Equality, Diversion, Inclusion

Another noticeable change is in the increased focus on Equality, Diversity and Inclusion. This was the case with Planet Pop but it was also true for work I did for Digital Language Associates (DLA), worthy winner of a Judges Commendation for EDI at this year’s ELTON Awards.  Part of my remit as a writer was to write narration at three different levels for existing documentary-style shorts. Grading language is another valuable skill and something I’ve had to do more and more as Publishers often decide to use the same content, for which they’ve paid highly, for different levels. It makes sense.

The writing process

Much of the writing process is the same now as it was twenty years ago. But now I have to consider a lot more issues. I love that I can include more diversity and invent characters that would have been a no-no not that long ago. I also have to use my child-like imagination more than ever. For scripts that are going to be turned into animations, I need to consider things that the tech wizards can make happen on the screen. Because if I don’t ask for it, it won’t happen. But if I do ask for it, Boom! It’s mind-blowing. Almost anything is possible (and I haven’t even mentioned VR yet).

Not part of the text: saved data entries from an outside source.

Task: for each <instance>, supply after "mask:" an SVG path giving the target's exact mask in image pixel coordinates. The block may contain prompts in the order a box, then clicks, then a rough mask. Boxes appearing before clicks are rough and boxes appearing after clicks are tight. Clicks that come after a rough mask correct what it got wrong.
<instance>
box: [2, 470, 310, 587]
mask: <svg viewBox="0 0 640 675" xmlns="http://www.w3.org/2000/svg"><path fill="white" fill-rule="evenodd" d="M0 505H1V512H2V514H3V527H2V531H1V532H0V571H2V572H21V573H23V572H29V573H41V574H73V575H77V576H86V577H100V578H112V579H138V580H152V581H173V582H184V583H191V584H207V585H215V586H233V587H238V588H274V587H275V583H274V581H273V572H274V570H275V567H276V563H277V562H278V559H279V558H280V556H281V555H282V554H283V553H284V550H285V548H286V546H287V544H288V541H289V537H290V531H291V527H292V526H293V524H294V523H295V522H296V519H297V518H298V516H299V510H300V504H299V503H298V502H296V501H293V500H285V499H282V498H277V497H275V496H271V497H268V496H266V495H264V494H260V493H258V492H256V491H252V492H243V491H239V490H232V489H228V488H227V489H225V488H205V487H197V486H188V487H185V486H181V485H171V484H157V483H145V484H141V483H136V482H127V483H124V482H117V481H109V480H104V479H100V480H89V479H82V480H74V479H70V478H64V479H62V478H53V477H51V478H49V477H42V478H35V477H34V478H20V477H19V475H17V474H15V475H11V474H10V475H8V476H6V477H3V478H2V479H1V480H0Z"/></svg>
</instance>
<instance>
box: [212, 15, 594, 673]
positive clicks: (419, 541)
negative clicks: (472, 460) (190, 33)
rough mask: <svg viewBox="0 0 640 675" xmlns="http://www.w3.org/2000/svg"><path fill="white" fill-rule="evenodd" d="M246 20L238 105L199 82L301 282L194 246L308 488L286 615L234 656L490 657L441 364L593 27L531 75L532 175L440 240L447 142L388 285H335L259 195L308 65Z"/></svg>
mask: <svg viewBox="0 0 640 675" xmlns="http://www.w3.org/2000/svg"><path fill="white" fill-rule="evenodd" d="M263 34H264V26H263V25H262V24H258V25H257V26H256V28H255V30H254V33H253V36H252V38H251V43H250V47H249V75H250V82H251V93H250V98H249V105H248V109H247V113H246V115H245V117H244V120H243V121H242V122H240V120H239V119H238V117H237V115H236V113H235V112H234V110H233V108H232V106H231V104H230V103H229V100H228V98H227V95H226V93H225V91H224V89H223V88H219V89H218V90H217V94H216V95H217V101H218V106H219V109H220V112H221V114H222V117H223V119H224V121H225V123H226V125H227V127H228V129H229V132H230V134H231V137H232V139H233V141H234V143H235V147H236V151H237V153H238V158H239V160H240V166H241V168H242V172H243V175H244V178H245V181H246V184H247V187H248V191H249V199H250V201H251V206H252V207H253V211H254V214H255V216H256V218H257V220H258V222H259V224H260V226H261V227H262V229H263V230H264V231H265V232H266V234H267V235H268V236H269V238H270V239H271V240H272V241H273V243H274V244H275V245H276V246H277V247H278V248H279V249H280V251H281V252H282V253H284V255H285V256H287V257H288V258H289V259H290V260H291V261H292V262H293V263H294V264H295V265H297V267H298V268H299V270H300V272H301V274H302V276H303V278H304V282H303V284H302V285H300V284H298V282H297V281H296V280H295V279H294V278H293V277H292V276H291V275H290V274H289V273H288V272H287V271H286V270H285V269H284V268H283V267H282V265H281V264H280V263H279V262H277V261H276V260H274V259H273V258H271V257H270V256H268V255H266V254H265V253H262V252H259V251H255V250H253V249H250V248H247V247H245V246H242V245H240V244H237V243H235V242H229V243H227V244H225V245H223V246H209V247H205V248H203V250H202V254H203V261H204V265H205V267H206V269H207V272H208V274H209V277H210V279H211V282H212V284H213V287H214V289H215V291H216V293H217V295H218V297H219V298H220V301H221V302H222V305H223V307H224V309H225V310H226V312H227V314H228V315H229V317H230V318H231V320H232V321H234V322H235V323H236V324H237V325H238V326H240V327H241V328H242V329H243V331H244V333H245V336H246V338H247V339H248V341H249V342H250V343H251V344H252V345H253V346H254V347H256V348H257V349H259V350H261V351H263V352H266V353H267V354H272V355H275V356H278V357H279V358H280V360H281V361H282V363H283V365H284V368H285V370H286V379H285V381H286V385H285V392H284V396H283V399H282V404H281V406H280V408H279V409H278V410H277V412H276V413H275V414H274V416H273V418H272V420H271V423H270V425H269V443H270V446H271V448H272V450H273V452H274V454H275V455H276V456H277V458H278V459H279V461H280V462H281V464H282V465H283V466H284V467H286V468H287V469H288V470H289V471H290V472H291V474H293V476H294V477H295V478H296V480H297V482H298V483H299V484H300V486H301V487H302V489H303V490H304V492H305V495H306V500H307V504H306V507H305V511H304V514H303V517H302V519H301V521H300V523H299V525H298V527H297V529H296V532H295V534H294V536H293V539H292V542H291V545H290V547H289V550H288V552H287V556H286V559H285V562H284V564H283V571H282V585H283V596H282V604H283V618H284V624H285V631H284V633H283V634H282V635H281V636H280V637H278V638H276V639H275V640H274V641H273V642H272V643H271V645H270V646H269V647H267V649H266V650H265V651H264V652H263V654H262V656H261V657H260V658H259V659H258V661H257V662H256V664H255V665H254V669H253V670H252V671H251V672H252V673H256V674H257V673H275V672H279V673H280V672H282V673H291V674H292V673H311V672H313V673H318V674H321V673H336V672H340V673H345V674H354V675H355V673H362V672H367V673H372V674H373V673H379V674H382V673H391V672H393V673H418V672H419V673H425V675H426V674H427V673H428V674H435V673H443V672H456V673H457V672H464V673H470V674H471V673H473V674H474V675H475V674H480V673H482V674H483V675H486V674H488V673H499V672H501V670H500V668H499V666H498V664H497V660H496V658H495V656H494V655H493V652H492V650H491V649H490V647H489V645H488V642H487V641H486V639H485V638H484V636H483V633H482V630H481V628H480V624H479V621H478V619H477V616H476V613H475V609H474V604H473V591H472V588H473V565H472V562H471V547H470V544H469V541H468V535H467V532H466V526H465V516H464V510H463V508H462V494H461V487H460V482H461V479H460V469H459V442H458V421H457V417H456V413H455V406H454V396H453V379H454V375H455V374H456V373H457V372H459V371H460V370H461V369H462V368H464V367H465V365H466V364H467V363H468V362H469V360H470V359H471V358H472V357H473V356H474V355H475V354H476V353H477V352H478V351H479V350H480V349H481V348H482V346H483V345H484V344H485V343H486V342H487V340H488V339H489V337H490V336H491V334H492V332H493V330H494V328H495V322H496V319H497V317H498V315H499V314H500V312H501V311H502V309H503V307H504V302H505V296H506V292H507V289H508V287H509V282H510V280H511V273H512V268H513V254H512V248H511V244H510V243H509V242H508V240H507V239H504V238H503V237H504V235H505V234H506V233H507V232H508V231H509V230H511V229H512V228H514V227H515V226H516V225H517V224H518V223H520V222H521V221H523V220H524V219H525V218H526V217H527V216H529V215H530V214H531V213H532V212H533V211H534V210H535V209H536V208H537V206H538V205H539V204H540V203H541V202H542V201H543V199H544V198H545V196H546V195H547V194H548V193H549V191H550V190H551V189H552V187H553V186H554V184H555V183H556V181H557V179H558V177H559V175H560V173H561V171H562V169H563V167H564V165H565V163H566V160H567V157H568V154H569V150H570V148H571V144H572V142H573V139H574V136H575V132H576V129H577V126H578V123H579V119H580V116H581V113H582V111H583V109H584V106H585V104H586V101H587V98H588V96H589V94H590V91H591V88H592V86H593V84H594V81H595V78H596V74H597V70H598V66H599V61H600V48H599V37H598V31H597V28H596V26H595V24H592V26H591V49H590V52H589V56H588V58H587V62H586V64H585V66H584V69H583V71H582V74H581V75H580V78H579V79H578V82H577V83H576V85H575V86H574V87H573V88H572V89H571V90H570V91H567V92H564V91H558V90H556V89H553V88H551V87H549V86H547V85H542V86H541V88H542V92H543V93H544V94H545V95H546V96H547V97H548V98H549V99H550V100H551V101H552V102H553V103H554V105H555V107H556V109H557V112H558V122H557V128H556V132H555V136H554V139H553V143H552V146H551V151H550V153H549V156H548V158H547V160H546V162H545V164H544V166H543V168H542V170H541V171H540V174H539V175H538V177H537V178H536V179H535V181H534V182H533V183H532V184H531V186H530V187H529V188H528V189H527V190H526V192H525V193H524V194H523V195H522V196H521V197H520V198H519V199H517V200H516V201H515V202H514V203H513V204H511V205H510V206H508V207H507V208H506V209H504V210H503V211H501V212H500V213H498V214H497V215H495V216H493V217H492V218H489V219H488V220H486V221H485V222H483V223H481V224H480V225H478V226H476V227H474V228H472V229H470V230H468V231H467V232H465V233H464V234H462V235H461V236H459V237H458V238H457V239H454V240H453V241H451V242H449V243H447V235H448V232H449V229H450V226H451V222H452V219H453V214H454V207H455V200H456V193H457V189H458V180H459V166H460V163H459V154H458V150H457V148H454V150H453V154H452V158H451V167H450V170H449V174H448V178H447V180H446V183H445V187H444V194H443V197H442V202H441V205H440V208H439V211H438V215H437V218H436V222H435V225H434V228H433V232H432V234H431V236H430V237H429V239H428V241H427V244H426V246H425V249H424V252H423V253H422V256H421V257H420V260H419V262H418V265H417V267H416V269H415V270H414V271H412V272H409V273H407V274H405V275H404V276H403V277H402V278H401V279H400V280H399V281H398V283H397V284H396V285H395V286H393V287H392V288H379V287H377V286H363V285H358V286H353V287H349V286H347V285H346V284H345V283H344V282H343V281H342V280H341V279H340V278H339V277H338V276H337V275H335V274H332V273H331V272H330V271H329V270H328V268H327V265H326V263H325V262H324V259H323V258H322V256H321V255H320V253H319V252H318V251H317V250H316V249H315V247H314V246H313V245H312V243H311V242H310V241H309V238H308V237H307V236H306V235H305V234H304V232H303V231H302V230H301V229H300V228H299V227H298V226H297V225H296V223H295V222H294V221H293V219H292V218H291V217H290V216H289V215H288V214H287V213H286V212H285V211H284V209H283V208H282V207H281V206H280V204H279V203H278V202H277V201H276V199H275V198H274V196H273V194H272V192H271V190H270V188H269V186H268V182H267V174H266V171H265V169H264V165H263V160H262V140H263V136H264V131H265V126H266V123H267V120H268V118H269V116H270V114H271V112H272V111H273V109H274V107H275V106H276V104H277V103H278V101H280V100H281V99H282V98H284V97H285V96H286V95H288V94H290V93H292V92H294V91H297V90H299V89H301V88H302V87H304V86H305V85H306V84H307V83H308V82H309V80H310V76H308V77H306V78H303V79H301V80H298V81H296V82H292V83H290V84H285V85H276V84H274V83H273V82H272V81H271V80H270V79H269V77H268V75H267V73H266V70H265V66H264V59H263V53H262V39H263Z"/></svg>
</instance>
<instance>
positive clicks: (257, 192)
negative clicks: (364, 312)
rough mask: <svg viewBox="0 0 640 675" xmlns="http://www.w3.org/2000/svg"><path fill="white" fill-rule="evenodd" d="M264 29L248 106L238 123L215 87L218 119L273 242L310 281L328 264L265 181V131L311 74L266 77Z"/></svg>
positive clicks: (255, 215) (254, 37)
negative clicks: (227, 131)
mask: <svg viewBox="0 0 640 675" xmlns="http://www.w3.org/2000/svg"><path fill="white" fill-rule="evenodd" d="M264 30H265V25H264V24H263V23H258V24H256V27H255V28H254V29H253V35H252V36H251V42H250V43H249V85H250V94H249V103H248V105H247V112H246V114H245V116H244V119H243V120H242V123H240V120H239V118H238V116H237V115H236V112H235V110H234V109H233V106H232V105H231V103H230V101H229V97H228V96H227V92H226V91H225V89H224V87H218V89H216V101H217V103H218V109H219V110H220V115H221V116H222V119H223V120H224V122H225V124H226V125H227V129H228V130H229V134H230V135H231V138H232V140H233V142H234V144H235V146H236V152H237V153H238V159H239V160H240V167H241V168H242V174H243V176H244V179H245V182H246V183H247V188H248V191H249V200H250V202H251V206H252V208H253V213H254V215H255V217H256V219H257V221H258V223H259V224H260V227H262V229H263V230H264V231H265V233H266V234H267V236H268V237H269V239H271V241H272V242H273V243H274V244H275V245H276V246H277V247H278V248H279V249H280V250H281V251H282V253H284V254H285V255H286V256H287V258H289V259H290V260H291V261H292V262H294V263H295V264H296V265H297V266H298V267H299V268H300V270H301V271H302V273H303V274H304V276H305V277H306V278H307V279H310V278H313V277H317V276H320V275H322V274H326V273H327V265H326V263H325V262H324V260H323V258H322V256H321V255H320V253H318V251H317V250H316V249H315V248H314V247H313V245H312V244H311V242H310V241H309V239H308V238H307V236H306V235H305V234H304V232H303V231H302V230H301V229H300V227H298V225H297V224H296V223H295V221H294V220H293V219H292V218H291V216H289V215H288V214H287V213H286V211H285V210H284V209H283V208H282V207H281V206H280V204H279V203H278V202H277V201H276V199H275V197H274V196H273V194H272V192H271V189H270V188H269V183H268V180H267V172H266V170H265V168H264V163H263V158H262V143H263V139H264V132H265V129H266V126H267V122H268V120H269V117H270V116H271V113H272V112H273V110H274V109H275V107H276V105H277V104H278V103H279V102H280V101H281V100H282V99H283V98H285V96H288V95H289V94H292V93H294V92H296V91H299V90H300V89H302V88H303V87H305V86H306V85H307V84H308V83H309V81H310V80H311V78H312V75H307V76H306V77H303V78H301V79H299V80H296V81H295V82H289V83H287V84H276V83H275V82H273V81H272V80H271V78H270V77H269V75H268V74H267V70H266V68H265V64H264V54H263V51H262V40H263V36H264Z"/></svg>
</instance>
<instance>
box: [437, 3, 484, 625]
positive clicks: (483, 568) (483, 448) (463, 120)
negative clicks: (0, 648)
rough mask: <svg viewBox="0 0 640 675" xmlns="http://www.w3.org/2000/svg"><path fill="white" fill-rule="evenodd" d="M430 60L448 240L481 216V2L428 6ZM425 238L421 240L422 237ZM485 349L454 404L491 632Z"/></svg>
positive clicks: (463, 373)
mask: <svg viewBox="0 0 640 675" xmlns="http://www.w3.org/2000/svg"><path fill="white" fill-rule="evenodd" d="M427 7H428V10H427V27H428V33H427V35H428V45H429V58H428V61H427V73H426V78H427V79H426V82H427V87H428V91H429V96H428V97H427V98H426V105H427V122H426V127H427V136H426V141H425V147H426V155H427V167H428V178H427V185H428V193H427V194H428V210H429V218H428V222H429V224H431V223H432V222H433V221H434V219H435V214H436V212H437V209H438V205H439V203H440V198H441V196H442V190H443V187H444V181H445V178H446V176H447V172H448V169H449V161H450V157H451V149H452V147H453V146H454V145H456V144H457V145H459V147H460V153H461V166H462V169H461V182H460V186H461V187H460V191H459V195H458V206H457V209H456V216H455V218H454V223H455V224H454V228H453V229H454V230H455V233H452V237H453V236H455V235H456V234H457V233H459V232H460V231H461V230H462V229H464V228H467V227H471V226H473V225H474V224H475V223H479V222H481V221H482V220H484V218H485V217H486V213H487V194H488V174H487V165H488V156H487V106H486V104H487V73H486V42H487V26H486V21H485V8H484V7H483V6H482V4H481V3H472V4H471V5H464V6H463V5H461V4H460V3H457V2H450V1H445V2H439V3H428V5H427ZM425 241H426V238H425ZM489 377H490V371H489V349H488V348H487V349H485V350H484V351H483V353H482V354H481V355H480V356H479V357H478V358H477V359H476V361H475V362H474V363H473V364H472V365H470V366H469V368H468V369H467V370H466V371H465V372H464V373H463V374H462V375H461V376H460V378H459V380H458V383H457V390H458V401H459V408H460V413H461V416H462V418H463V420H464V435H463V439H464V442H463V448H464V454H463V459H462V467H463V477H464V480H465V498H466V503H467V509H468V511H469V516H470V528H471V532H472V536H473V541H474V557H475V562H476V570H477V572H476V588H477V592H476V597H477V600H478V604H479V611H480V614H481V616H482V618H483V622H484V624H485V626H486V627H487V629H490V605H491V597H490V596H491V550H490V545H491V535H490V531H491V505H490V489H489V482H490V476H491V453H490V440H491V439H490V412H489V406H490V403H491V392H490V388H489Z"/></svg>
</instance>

The continuing digital divide

But it isn’t all state-of-the-art tech and wacky animations. For another recent project, I wrote a series of 45 radio show scripts for secondary aged children in low resource countries. Many of these children don’t have access to computers, let alone the internet. My English ‘lessons’ are delivered via radio and the interaction I built into my scripts involved very traditional things like ‘Listen and repeat’ or ‘Write five animals on a piece of paper’. It’s a piece of paper because I can’t even assume every child will have a notebook.

As a writer I need a different set of skills here. I need to keep asking myself, ‘How can I make this engaging and fun without any flashing lights and tech trickery?’ Different skills but equally valuable.

What the future holds

In 2022 I’ll be working on two exciting new projects, one huge, the other more modest. One I predict to be the most ambitious I’ve seen yet in terms of technology and creativity, the other reliant on paper and pencils if we’re lucky. I’m looking forward to the challenges of both and will keep a note of all the new skills I learn along the way. I think I might be in for some surprises.